RIzzoli
2000
9788817202930
“Pietro non ne provò nessun piacere, perché il senso disagevole d’una menzogna indefinibile l’opprimeva. L’aspettò soltanto per non mancare a ciò che egli stesso le aveva chiesto” (p. 118)
“Con gli occhi chiusi”, primo romanzo di Federigo Tozzi (se s’eccettua l’incompiuto “Adele”, pubblicato postumo nel 1979), è un’opera poliedrica: da un lato è trasfigurazione autobiografica, da un lato letteratura documentaristica della vita nelle campagne toscane del primo Novecento, da un lato romanzo sentimentale e da un altro romanzo di formazione. Se non sempre persuade nella rappresentazione naturalistica della vita dei braccianti, diversamente risulta coinvolgente e seducente nella sua macabra vena di (de)formazione della psiche del protagonista, e nella trattazione del suo infelice amore per la selvatica e bugiarda contadinella Ghìsola.
È un grande libro sulla menzogna: c’è chi mente per preservare un’immagine di sé che non ha più senso di esistere, rivendicando una nutrita serie di vantaggi personali, come Ghìsola, e c’è chi inganna se stesso pur di non ammettere la veridicità delle proprie percezioni, come Pietro; c’è chi preferisce tacere e dissimulare per non influire sul progettato matrimonio tra Pietro e Ghìsola – ed è un soggetto indefinibile altrimenti che come “popolo”, per quel che questa parola può voler dire – pur avendo coscienza delle menzogne e dell’opportunismo di lei. È un grande libro sulla menzogna dei moralismi e delle differenze tra le classi sociali: Pietro e Ghìsola sembrano, in frangenti differenti e per ragioni differenti, egualmente vittime d’un sistema che impedisce loro un’autentica libertà d’azione e d’espressione, condizionandoli a rispettare e a difendere “immagine”, ruolo, status; l’amore che poteva nascere sin dall’adolescenza è subito ostacolato dalla distanza tra la nipote dei servi e il figlio dei padroni; pretende frustrazione e implica inibizione, perché non può concludersi prima della sua legittimazione religiosa e civile; suggerisce infine la lettura dell’insofferenza di Ghìsola nei confronti dei vincoli sociali e morali – Ghìsola è una giovane donna che non conosce padroni, e vive la sessualità con totale spontaneità: s’unisce con chi desidera, e per questo deve nascondersi e mascherare la sua condotta; che finisca a lavorare in un bordello non stupisce, considerando il clima del tempo e l’intolleranza nei confronti di quel che istinto e natura possono pretendere, o desiderio originare.

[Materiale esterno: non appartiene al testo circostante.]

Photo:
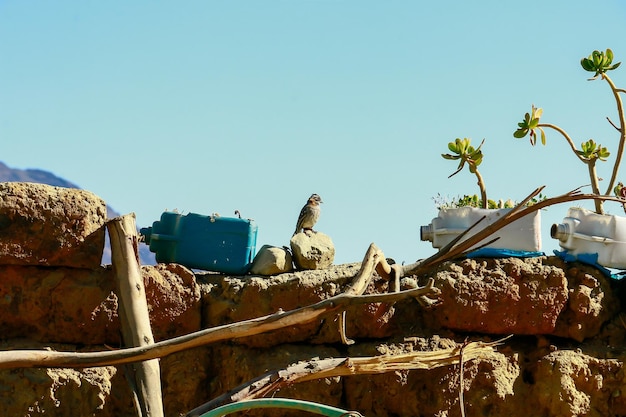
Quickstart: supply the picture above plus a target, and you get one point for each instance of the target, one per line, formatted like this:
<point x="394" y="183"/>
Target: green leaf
<point x="520" y="133"/>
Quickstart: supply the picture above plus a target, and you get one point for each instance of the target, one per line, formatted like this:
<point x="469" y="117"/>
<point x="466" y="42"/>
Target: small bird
<point x="309" y="214"/>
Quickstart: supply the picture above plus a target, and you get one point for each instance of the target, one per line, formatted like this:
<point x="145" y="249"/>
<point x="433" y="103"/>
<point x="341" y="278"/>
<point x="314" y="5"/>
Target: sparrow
<point x="309" y="214"/>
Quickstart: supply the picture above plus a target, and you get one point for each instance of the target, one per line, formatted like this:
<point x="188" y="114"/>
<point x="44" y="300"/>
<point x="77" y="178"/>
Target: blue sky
<point x="212" y="106"/>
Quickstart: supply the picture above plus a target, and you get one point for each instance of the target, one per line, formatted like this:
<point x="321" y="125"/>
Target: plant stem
<point x="483" y="190"/>
<point x="622" y="140"/>
<point x="595" y="184"/>
<point x="566" y="136"/>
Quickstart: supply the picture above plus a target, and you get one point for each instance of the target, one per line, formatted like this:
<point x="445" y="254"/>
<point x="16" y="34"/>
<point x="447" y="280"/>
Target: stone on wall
<point x="67" y="305"/>
<point x="50" y="226"/>
<point x="272" y="260"/>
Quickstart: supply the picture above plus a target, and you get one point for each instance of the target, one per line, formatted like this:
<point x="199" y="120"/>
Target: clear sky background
<point x="213" y="106"/>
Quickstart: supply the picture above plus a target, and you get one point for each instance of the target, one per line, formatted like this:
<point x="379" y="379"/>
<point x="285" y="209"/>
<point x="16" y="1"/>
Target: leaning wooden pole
<point x="134" y="316"/>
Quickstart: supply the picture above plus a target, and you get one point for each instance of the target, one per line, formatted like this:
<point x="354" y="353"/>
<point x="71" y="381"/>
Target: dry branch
<point x="134" y="316"/>
<point x="44" y="358"/>
<point x="336" y="367"/>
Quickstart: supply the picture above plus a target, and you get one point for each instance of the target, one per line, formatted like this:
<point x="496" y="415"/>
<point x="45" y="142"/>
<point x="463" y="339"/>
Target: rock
<point x="271" y="260"/>
<point x="50" y="226"/>
<point x="313" y="250"/>
<point x="68" y="305"/>
<point x="500" y="296"/>
<point x="173" y="300"/>
<point x="591" y="303"/>
<point x="234" y="299"/>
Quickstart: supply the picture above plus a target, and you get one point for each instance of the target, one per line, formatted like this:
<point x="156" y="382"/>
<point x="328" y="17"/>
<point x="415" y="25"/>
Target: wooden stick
<point x="334" y="367"/>
<point x="134" y="316"/>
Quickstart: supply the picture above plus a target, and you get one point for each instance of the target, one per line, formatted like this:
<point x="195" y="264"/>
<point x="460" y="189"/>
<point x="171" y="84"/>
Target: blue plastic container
<point x="211" y="243"/>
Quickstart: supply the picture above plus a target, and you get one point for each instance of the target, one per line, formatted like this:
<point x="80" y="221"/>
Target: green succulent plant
<point x="589" y="152"/>
<point x="463" y="151"/>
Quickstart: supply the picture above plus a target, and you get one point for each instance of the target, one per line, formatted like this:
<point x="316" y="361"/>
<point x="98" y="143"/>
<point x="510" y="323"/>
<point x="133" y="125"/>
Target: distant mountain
<point x="39" y="176"/>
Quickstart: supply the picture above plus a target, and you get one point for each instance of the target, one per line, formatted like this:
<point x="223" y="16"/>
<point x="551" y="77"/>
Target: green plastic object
<point x="301" y="405"/>
<point x="211" y="243"/>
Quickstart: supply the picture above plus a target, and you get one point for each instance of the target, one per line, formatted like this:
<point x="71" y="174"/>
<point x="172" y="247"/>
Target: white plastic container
<point x="522" y="235"/>
<point x="586" y="232"/>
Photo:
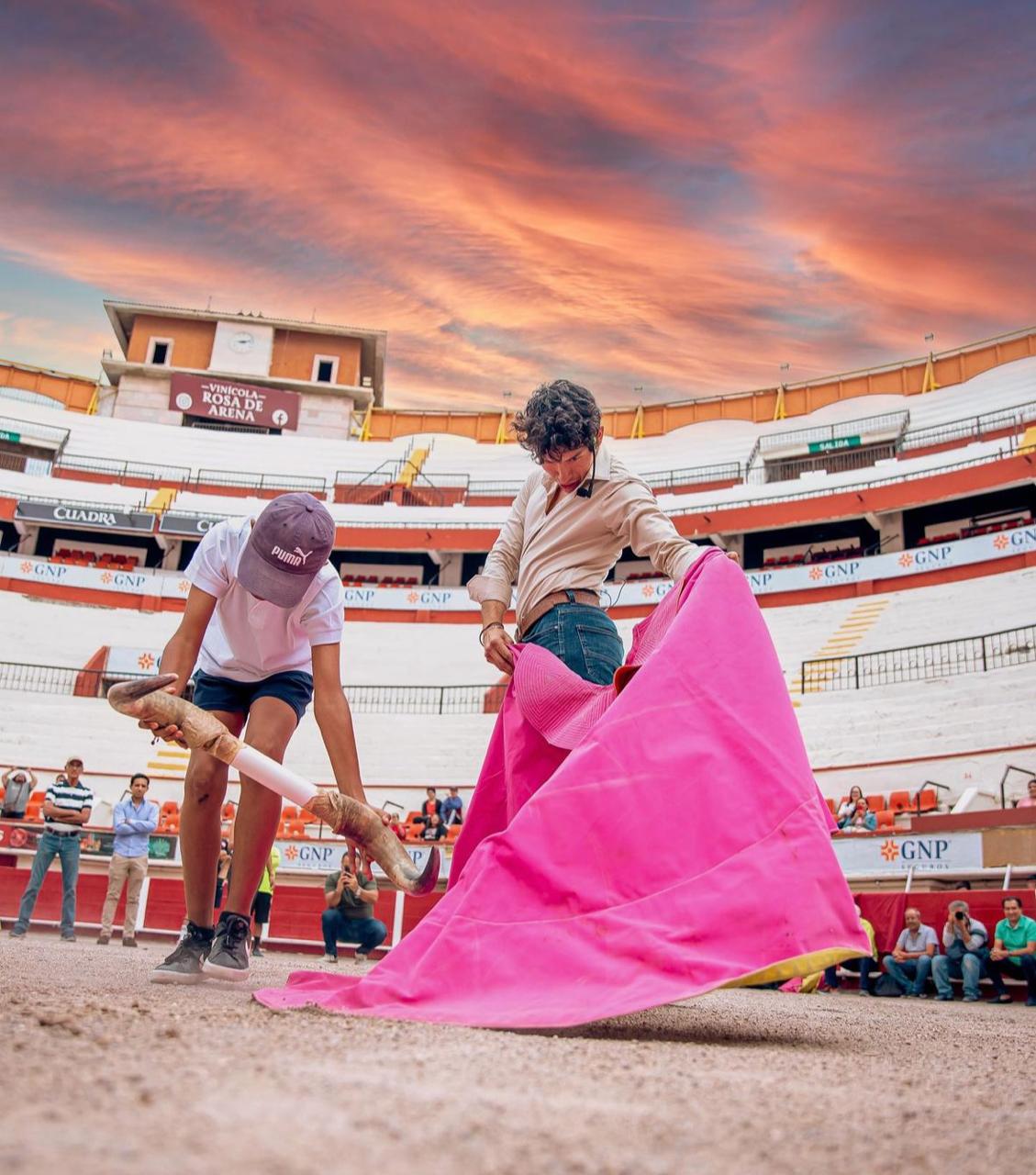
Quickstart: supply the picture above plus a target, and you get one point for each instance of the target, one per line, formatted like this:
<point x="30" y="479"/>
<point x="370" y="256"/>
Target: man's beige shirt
<point x="580" y="540"/>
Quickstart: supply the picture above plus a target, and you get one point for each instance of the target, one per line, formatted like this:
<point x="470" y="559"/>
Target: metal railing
<point x="364" y="699"/>
<point x="919" y="663"/>
<point x="972" y="428"/>
<point x="890" y="424"/>
<point x="725" y="471"/>
<point x="118" y="470"/>
<point x="316" y="486"/>
<point x="32" y="432"/>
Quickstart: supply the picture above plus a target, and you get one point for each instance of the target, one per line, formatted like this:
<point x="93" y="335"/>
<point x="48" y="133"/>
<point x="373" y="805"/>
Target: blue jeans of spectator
<point x="51" y="845"/>
<point x="367" y="932"/>
<point x="1024" y="968"/>
<point x="583" y="637"/>
<point x="911" y="974"/>
<point x="968" y="968"/>
<point x="864" y="965"/>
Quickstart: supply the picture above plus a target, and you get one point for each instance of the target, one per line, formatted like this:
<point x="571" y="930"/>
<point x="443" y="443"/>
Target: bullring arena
<point x="885" y="523"/>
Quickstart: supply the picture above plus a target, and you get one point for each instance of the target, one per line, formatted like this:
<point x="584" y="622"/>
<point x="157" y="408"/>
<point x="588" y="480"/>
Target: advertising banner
<point x="235" y="403"/>
<point x="84" y="517"/>
<point x="326" y="856"/>
<point x="947" y="852"/>
<point x="173" y="586"/>
<point x="187" y="525"/>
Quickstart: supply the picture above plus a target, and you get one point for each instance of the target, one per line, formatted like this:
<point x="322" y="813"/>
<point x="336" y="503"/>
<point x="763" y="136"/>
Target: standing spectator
<point x="19" y="784"/>
<point x="349" y="897"/>
<point x="861" y="821"/>
<point x="863" y="965"/>
<point x="910" y="962"/>
<point x="965" y="943"/>
<point x="435" y="830"/>
<point x="134" y="821"/>
<point x="452" y="809"/>
<point x="222" y="871"/>
<point x="431" y="806"/>
<point x="1014" y="952"/>
<point x="848" y="806"/>
<point x="263" y="899"/>
<point x="67" y="808"/>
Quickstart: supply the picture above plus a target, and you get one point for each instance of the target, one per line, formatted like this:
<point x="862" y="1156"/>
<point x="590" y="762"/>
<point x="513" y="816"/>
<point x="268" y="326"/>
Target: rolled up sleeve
<point x="646" y="528"/>
<point x="500" y="569"/>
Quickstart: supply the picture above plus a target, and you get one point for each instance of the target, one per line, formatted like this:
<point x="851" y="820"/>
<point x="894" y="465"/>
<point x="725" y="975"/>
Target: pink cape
<point x="621" y="852"/>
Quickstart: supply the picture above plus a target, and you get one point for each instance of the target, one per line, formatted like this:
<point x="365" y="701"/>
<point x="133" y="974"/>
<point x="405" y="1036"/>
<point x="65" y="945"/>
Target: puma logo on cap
<point x="295" y="558"/>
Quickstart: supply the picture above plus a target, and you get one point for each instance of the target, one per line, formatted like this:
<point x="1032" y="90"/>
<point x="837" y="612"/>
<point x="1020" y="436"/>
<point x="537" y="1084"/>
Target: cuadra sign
<point x="236" y="403"/>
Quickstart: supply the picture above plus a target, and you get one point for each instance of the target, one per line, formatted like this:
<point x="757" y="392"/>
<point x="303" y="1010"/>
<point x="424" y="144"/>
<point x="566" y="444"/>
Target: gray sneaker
<point x="184" y="965"/>
<point x="228" y="959"/>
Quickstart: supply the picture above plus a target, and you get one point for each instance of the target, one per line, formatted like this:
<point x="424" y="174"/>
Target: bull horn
<point x="148" y="700"/>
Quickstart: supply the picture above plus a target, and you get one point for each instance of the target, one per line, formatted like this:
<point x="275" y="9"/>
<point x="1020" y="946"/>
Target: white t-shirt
<point x="250" y="638"/>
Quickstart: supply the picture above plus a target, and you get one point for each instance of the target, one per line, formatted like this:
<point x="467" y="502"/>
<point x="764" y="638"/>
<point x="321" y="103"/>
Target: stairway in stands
<point x="841" y="643"/>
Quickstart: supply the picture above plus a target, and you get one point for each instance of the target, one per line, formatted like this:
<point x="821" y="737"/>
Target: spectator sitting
<point x="349" y="896"/>
<point x="452" y="809"/>
<point x="861" y="821"/>
<point x="1014" y="952"/>
<point x="910" y="962"/>
<point x="848" y="806"/>
<point x="967" y="946"/>
<point x="863" y="965"/>
<point x="435" y="830"/>
<point x="430" y="808"/>
<point x="19" y="784"/>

È il romanzo di un giovane infelice, disadattato e ossessionato: Pietro non conosce leggerezza, semplicità e passionalità; ogniqualvolta s’innamora d’un’idea – sia questa una donna, o una consapevolezza – aderisce ad essa sino a disperarsene; non sa amare, perché vuole impadronirsi di quel che ama; e quel che ama non è altro che la sua rappresentazione, e quindi una deviazione e un’alterazione della realtà, una violazione dell’essenza d’ogni altra creatura umana. In più d’una circostanza Ghìsola s’offrirà al suo desiderio; non è più pura – benché lui voglia illudersi che così sia – e non è più sua (del resto, non è mai stata sua e basta); è una donna libera quanto poteva esserlo una popolana delle campagne toscane del primo Novecento. È splendida e seducente: ma Pietro non trova il coraggio d’amarla, perché vuole che tutto avvenga solo quando la ragazza sia diventata sua, legalmente, moralmente, socialmente e via dicendo. Quando, in altre parole, Ghìsola non sarebbe esistita più: perché sarebbe diventata una moglie borghese, priva del fascino della creatura imprevedibile e inaccessibile e orgogliosamente indipendente che fino a quel momento era stata. Tozzi conclude il romanzo con un bel primo piano del ventre gravido di Ghìsola, puttana in un casino, di fronte allo sguardo basito e depresso di Pietro: giunto fin là non per intelligenza, ma per via d’una delazione, smette d’amare l’idea di una donna che è decisamente troppo reale. E dire che poteva essere più imbarazzato, sin dall’adolescenza, per via delle ambiguità e delle “libertà” di lei; che tutti sussurravano ma lui non voleva ascoltare; oppure, preferiva trascurare, continuando a scolpire la sua (i)dea.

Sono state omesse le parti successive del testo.